6,033 posts, read 3,749,644 times
Reputation: 17137
Quote:
Originally Posted by mathjak107 View Post
You my friend don’t read my posts …I have stated endlessly I wouldn’t take a mortgage if I was not going to have a high risk to reward premium ….I have said over and over , in retirement if I was not going to be a very high level of equities there is not enough risk premium to put it in a balanced portfolio.

This still has nothing to do with having a decent war chest on hand with some of that money so you don’t have to count on a heloc.

How much cash we choose to keep is a different issue when the bulk of the money is invested as well as why we have that cash.

Holding cash at times can be like owning an option to buy investments at lower prices but with No expiration date .

So a high level of cash temporarily is not the same thing as cash being your investment.

I likely have 7 figures in cash awaiting investment at some point ..but for now I have multiple 7 figures that are invested so holding cash for better opportunities is not a problem ….
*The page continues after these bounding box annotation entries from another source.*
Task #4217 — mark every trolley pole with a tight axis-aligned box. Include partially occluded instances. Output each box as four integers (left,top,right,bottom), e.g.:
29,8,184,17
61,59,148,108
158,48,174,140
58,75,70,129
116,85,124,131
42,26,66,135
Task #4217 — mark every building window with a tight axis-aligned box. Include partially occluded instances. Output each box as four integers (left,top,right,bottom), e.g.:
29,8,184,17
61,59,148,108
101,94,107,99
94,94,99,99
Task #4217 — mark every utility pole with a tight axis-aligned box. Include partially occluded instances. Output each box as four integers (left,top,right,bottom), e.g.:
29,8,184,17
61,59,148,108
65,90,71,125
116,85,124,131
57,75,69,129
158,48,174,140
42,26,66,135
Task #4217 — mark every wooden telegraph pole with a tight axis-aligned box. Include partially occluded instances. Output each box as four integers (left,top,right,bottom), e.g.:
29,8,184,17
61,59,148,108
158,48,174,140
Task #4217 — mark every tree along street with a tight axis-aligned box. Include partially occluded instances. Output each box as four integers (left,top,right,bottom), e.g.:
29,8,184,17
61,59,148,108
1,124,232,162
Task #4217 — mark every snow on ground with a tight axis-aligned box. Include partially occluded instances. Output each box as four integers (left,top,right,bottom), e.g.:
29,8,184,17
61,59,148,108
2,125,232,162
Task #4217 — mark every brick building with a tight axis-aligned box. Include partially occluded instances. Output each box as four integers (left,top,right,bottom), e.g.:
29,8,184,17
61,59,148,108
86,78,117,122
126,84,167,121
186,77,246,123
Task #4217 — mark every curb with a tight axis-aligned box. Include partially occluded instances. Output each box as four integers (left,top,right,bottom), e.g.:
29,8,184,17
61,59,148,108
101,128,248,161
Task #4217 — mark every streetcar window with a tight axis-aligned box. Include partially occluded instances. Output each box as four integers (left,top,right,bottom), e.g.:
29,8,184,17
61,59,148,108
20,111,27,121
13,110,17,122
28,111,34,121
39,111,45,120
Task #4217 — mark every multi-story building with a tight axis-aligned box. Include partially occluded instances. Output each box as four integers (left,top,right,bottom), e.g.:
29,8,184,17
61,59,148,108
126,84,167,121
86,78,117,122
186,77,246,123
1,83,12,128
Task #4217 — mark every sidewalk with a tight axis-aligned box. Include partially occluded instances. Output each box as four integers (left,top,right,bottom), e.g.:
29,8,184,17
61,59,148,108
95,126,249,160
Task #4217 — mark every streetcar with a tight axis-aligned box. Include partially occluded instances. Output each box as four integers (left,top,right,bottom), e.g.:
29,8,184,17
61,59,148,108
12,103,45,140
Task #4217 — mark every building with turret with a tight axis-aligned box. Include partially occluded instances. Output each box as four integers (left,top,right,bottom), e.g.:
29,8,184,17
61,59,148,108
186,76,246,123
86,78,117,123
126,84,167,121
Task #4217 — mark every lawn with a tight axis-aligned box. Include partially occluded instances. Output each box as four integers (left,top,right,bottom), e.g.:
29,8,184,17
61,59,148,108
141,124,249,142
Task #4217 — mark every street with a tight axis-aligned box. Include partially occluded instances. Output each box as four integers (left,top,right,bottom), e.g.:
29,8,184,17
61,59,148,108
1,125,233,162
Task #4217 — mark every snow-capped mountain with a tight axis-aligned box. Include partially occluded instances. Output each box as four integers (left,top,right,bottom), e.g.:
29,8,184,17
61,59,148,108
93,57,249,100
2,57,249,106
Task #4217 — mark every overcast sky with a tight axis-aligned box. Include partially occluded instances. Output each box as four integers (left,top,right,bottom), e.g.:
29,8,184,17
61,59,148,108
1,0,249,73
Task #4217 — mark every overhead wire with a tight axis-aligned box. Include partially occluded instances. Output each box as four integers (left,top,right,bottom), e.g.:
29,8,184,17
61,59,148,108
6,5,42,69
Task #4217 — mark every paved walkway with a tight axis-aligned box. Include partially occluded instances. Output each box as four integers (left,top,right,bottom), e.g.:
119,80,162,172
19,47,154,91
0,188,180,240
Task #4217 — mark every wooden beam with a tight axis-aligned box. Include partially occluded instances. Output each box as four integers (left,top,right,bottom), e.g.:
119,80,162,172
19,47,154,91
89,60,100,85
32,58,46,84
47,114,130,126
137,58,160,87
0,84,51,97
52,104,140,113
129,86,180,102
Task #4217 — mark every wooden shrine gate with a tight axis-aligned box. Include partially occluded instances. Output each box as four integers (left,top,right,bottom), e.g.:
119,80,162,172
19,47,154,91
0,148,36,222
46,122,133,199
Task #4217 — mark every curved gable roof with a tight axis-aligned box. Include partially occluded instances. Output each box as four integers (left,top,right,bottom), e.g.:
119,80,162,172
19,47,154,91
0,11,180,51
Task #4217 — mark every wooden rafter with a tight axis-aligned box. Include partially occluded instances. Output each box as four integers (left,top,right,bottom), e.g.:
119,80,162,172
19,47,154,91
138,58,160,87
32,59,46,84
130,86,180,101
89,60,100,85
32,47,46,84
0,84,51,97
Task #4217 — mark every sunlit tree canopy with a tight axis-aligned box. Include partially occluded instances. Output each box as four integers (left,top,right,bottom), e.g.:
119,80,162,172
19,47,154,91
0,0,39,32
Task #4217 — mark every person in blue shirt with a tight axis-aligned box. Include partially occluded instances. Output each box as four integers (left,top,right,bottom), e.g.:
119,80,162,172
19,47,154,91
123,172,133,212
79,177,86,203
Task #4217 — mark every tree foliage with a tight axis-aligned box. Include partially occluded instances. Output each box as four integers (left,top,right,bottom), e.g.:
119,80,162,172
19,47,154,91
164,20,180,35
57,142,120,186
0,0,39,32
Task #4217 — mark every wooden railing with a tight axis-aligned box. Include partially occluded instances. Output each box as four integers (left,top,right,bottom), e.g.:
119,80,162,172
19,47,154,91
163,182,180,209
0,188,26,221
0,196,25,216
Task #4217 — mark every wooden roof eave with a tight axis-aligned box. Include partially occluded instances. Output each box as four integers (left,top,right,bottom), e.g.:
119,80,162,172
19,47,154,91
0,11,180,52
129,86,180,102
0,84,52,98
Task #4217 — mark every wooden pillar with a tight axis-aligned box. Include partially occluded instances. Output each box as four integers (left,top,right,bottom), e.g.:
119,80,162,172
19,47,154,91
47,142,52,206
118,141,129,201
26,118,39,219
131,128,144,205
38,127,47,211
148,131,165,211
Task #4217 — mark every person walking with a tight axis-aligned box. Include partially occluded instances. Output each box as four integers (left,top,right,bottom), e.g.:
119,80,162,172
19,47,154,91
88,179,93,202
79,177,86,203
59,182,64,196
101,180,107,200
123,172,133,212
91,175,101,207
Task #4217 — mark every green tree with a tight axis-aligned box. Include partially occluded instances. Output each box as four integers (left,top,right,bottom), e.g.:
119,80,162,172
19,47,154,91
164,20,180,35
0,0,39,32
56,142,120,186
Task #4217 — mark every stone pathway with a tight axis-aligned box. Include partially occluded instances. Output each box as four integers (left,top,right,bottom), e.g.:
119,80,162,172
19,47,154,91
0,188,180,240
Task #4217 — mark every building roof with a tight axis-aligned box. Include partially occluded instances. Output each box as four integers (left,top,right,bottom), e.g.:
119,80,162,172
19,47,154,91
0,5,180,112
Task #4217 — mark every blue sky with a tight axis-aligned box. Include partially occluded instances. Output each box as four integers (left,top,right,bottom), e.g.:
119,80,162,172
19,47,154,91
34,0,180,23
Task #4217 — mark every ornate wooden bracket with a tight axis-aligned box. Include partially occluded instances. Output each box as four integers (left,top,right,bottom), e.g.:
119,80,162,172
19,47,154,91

We sold our real estate Llc and are looking at a lot of different options we have for the money
Well, pardon me, but I've got other things to do besides just trying to remember everything you've ever written. That would be one hell of a task, even for me.

But the thing is, this thread isn't about what YOU would do. Nor is it about what "I" would do. Instead (for about the 10th time), it's about the OP and people in a similar situation. I think that everyone who cares to hear your opinion of it and my opinion of it have already heard all they care to hear about the subject from either of us.

Soooo, unless this thread takes some wildly different twist, I'll just bow out of it. Now it's all urine... uh, I mean "yours".